"We must not forget to look out for passing boats."

The afternoon sun was filling the air with a dusky golden glow. The waves dancing and sparkling below the mouth of the cave flashed emerald and sapphire hues upon its roof, irradiating the place with an ever-changing light.

To Idris the situation was a charming tableau, a living idyll, and one that was rendered all the more pleasant by contrast with their recent perilous position. Mademoiselle Rivière trembled as she reflected on what might have happened but for the chance passing of this stranger. Strange that until this moment it had not occurred to her to ask his name!

"You know my name," she said, "but I have yet to learn yours."

"My name is Breakspear," he replied, withholding his true patronymic; and feeling as he spoke a sense of shame of having to deceive her even in so small a matter; "Idris Breakspear."

"Idris!" she said, with a sudden start, as if the name had touched some chord in her memory. "Idris! It is a somewhat uncommon name."

"We will say, then, that its rarity is a point in its favour," smiled Idris, who had observed her start, and wondered at the cause.

"Have we not met before, Mr. Breakspear?"
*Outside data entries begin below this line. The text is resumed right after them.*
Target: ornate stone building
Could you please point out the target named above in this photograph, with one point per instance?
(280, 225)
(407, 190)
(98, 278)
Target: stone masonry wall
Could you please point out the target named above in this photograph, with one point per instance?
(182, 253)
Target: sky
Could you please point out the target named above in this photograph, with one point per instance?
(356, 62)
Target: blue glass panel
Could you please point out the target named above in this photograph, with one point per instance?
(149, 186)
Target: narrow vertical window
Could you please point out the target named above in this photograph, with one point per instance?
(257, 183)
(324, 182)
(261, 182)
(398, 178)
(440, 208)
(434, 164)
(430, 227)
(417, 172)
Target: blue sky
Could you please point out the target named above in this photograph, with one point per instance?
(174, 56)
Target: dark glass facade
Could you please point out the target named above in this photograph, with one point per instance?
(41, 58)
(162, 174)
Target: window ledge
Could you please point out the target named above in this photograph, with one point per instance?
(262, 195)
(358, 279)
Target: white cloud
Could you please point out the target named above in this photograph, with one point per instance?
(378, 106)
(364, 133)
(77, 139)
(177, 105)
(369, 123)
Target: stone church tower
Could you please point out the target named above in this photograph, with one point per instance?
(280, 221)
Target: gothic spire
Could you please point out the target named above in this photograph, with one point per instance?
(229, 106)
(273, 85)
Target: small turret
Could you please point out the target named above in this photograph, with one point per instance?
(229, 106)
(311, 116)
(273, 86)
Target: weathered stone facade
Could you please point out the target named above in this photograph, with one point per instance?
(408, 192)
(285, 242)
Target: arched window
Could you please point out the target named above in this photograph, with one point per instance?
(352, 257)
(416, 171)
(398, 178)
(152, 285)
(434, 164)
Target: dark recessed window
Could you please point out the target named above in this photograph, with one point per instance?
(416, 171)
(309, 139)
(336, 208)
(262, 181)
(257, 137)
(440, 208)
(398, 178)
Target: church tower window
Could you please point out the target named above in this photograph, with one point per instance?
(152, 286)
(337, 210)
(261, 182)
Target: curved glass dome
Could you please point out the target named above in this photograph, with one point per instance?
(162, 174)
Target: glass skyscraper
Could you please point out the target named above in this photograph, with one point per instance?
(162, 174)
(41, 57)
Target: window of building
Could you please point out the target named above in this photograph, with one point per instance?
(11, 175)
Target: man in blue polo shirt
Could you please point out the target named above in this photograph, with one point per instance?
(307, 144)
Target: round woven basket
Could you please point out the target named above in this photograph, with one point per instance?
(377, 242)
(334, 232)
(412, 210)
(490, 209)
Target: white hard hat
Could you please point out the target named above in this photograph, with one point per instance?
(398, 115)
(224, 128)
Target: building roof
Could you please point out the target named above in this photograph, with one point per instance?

"I saw you two days ago in the Ravengar Chantry," he replied. He did not say, as he might truthfully have said, that during these two days he had been thinking of little else but that brief meeting. "Miss Ravengar and I," he continued, "had been listening to your recital on the organ. I must congratulate you on your skill as a musician, Mademoiselle Rivière. May I ask the name of the last chant you played? Was it taken from some oratorio, or was it your own improvisation?"

"The last chant?" repeated Lorelie, with a pensive air. "Let me think? What was it? Did it run like this?"